$1B family office launches RIA with Tru Independence

An ultrahigh net worth practice advising on $1 billion in client assets left Mariner Wealth Advisors to start its own registered investment advisory firm with Tru Independence.

Financial advisor Pamela Perskie of Ewing, New Jersey-based Seven Mile Advisory works with about 25 families that include executives from real estate and private equity companies, musicians and professional basketball players from the National Basketball Association. She picked Tru Independence as the service provider for her new RIA, the firms said April 26. In addition to Perskie, the team includes Chief Operating Officer Keith Feinberg and vice presidents Emily Herrup and Nicole Bellefeuille. 

Pamela Perskie
Pamela Perskie is the founder of Ewing, New Jersey-based Seven Mile Advisory.
Tru Independence

Firms offering support capabilities to RIAs are racing to identify top independent advisors who could be their clients in areas like custody, technology, trade clearing and other operations. 

"I really needed more independence; I needed to be the one driving the bus," Perskie said in an interview. "I had been talking to Tru for a while. They could really support things that I'm doing while allowing me to have the specialization and make the decisions."

Perskie had spent roughly a year with Mariner after its acquisition of her prior RIA, AdvicePeriod, and a tenure as head of the New York office of SCS Financial, which is one of the largest firms owned by Focus Financial Partners.

"We are fortunate to have crossed paths with Pamela in the time she spent with [Mariner RIA subsidiary] Mariner Platform Solutions, and we extend her our sincerest congratulations as she leads Seven Mile Advisory to its next phase of growth," Mariner spokeswoman Christa Spencer said in a statement.

Similar to RIA vendors like Dynasty Financial Partners, Tru provides Seven Mile with services such as technology, compliance, trading, reporting and other infrastructure in exchange for a platform fee. Longtime RIA executive Craig Stuvland launched Tru in 2014, and private firm Entwood Holdings invested an undisclosed amount of capital in the firm in 2019. The addition of Seven Mile pushed the client assets on Tru's platforms above $9 billion after it added another $1 billion in recruiting last year.

The firm seeks to "deliver a platform that makes the complex simple" to support "the next wave of advisors," Tru President Amit Dogra, who joined the firm last year after earlier stops at firms like Sanctuary Wealth, Hightower and BNY Mellon, said in an interview.

"They're up to something in their business," Dogra said. "They're not settling for the status quo. They're looking for more in a partner, and they're looking to do more for their clients."

Tru does business with five different custodians, and Perskie's new RIA uses Charles Schwab and Fidelity Investments. As the largest and probably most important group of service providers to RIAs, custodians like those two firms carry out trades, hold assets and fill other vital needs for the advisory practices. 

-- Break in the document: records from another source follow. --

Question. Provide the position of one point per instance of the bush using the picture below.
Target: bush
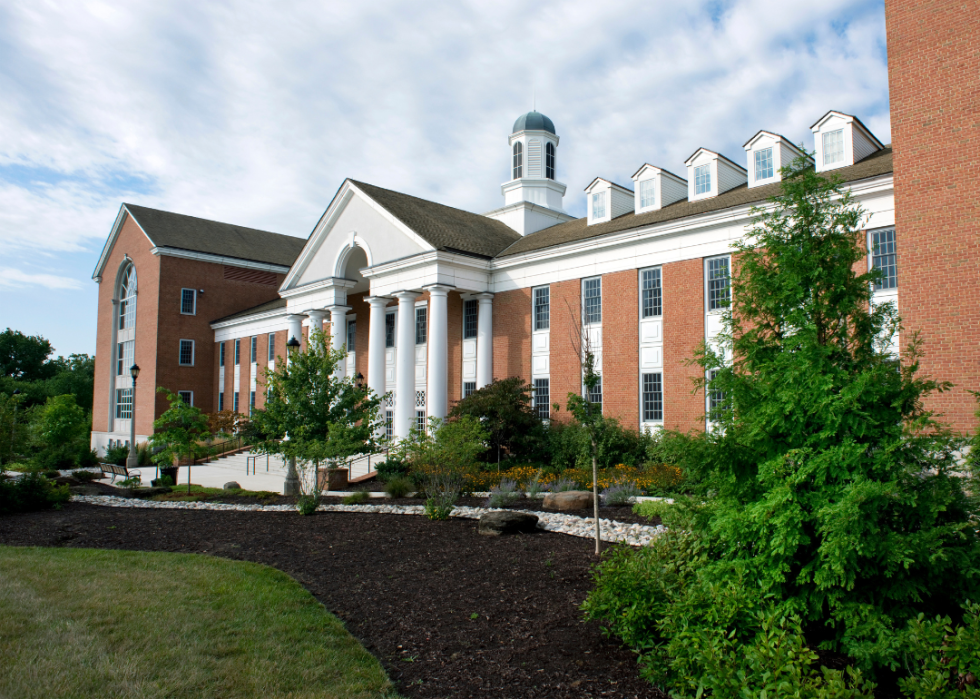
(503, 494)
(31, 492)
(357, 498)
(398, 487)
(390, 468)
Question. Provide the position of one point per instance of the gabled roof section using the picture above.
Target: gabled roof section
(879, 163)
(168, 230)
(444, 227)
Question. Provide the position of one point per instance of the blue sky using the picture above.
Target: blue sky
(254, 113)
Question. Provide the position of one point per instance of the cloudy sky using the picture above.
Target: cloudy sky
(255, 112)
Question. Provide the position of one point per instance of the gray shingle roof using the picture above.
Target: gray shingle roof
(444, 227)
(879, 163)
(171, 230)
(255, 310)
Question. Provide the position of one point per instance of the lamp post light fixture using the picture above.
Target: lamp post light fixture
(132, 460)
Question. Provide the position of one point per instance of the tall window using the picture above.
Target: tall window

Smaller custodians such as Axos Advisor Services see opportunities to win more advisors' business as Schwab and TD complete their giant merger and competitors like Fidelity and Pershing manage thousands of relationships as well, said Mike Watson, the head of RIA services at Axos. Online bank Axos Financial acquired E-Trade Advisor Services, a custodian once known as Trust Company of America, from Morgan Stanley in 2021. It now works with about 230 RIAs and has $25 billion in assets under custody.

"The RIAs being businesses themselves, the service levels that they're receiving aren't necessarily commensurate with the business they've brought to these firms," Watson said of large incumbent custodians. "They've gotten enormous, and the service levels have really diminished."

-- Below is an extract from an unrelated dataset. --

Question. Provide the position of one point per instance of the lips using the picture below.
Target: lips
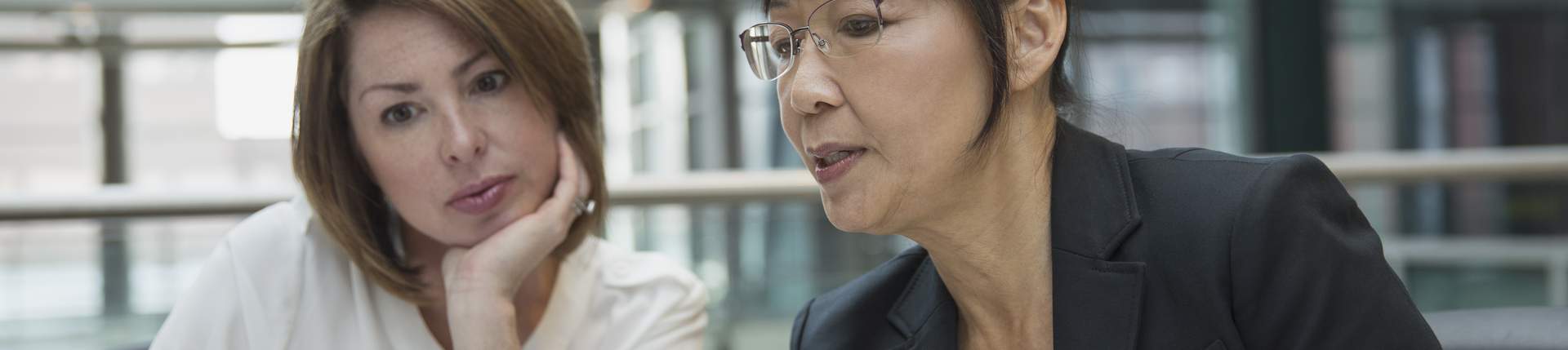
(480, 197)
(833, 161)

An expanding number of competitors and changing areas of demand among are giving service providers an edge for potential business, according to Marina Shtyrkov, the associate director of wealth management for consulting firm Cerulli Associates. Speaking on a webinar last week about the state of RIAs, Shtyrkov explained that larger RIAs are confronting issues like how best to integrate technology, manage a bigger business and hiring top talent for key roles.  

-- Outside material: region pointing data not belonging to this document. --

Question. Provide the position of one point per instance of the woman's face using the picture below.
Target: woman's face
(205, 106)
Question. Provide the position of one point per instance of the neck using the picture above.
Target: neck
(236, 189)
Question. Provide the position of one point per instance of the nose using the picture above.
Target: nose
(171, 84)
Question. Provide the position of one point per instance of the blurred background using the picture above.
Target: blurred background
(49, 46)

"Growing larger as an RIA can solve some challenges that firms have, but then it also creates other, different challenges," she said. "As RIAs grow, when they bump up against some of these new challenges, they might decide to merge with another firm, they might decide to join a consolidator or some other type of turnkey platform, but, in either way for strategic partners — whether that's asset managers, private equity firms, custodians, whatever — these are areas where you can really provide some meaningful value and help RIAs tackle whatever challenges they face."